The kernel measure of multi-sample dissimilarity (KMD) measures the dissimilarity between multiple samples using geometric graphs such as K-nearest neighbor (K-NN) graph and minimum spanning tree (MST), based on the observations from them. A small value indicates the multiple samples are from the same distribution, and a large value indicates the corresponding distributions are different. The test rejects the null hypothesis that all samples are from the same distribution for large value of sample KMD. The permutation test returns the p-value given by (sum(KMD_i >= KMD_0) + 1)/(B + 1), where KMD_i is the KMD computed after a random permutation on the Y labels, and B is the total number of permutations that have been performed. The asymptotic test first normalizes the KMD by the square root of the permutation variance, and then returns the p-value given by: P(N(0,1) > normalized KMD).

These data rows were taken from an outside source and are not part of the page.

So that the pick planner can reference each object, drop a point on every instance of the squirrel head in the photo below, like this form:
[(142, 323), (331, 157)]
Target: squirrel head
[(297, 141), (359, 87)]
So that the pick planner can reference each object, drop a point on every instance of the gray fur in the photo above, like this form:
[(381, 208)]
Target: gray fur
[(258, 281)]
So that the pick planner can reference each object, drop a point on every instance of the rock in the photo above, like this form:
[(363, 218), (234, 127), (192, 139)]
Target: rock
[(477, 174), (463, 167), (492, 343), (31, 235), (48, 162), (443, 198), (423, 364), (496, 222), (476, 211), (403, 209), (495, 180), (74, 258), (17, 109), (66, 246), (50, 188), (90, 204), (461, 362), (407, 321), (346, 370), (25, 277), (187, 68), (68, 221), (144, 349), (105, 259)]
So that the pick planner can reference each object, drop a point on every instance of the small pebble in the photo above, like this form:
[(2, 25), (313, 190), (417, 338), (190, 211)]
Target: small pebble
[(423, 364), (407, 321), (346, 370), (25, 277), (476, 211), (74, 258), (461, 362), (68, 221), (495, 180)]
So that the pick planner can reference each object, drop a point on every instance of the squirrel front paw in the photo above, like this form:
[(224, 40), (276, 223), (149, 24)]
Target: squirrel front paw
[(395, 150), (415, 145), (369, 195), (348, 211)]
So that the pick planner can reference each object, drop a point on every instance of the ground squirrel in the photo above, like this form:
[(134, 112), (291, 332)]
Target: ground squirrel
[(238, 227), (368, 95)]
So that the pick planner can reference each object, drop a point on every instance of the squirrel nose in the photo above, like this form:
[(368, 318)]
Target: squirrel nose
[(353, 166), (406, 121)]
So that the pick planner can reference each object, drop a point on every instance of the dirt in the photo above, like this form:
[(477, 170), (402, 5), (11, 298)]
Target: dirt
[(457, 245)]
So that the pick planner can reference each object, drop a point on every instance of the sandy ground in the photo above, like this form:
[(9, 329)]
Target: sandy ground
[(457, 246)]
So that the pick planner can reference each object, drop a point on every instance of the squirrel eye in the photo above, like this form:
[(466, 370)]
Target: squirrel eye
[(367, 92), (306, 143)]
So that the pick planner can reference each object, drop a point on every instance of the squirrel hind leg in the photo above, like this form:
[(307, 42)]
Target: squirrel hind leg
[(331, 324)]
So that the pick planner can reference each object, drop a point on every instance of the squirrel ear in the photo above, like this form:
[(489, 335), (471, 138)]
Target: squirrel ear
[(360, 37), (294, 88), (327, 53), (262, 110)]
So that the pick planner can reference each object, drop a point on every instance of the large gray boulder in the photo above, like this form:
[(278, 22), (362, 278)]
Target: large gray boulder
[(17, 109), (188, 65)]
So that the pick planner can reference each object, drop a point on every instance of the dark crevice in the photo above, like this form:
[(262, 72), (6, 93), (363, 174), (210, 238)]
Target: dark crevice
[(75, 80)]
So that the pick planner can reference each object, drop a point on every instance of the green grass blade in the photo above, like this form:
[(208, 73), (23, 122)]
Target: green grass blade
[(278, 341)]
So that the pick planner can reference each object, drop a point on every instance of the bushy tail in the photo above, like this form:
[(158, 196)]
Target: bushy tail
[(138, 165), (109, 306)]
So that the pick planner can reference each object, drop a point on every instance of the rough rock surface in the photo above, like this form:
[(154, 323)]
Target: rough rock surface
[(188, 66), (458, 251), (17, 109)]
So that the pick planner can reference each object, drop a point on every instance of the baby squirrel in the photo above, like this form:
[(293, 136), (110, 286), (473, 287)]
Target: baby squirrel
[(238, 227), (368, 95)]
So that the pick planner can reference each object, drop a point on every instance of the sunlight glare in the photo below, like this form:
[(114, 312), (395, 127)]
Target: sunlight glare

If X is an n by n matrix, it will be interpreted as a distance/similarity matrix. In such case, MST requires it to be symmetric (an undirected graph). K-NN graph does not require it to be symmetric, with the nearest neighbors of point i computed based on the i-th row, and ties broken at random. The diagonal terms (self-distances) will be ignored. If X is an n by dx data matrix, Euclidean distance will be used for computing the K-NN graph (ties broken at random) and the MST.

Value

If Permutation == TRUE, permutation test is performed and the algorithm returns a p-value for testing H0: the M distributions are equal against H1: not all the distributions are equal. If Permutation == FALSE, asymptotic test is performed and a 1 by 2 matrix: (z value, p-value) is returned.

See Also

KMD

Examples

d = 2
set.seed(1)
X1 = matrix(rnorm(100*d), nrow = 100, ncol = d)
X2 = matrix(rnorm(100*d,sd=sqrt(1.5)), nrow = 100, ncol = d)
X3 = matrix(rnorm(100*d,sd=sqrt(2)), nrow = 100, ncol = d)
X = rbind(X1,X2,X3)
Y = c(rep(1,100),rep(2,100),rep(3,100))
print(KMD_test(X, Y, M = 3, Knn = 1, Kernel = "discrete"))
# A small p-value since the three distributions are not the same.
print(KMD_test(X, Y, M = 3, Knn = 1, Kernel = "discrete", Permutation = FALSE))
# p-value of the asymptotic test is similar to that of the permutation test
print(KMD_test(X, Y, M = 3, Knn = 1, Kernel = diag(c(10,1,1))))
# p-value is improved by using a different kernel
print(KMD_test(X, Y, M = 3, Knn = 30, Kernel = "discrete"))
# The suggested choice Knn = 0.1n yields a very small p-value.
print(KMD_test(X, Y, M = 3, Knn = "MST", Kernel = "discrete"))
# One can also use the MST.
print(KMD_test(X, Y, M = 3, Knn = 2, Kernel = "discrete"))
# MST has similar performance as 2-NN, which is between 1-NN and 30-NN

# Check null distribution of the z values
ni = 100
n = 3*ni
d = 2
Null_KMD = function(id){
  set.seed(id)
  X = matrix(rnorm(n*d), nrow = n, ncol = d)
  Y = c(rep(1,ni),rep(2,ni),rep(3,ni))
  return(KMD_test(X, Y, M = 3, Knn = "MST", Kernel = "discrete", Permutation = FALSE)[1,1])
}
hist(sapply(1:500, Null_KMD), breaks = c(-Inf,seq(-5,5,length=50),Inf), freq = FALSE,
  xlim = c(-4,4), ylim = c(0,0.5), main = expression(paste(n[i]," = 100")),
  xlab = expression(paste("normalized ",hat(eta))))
lines(seq(-5,5,length=1000),dnorm(seq(-5,5,length=1000)),col="red")
# The histogram of the normalized KMD is close to that of a standard normal distribution.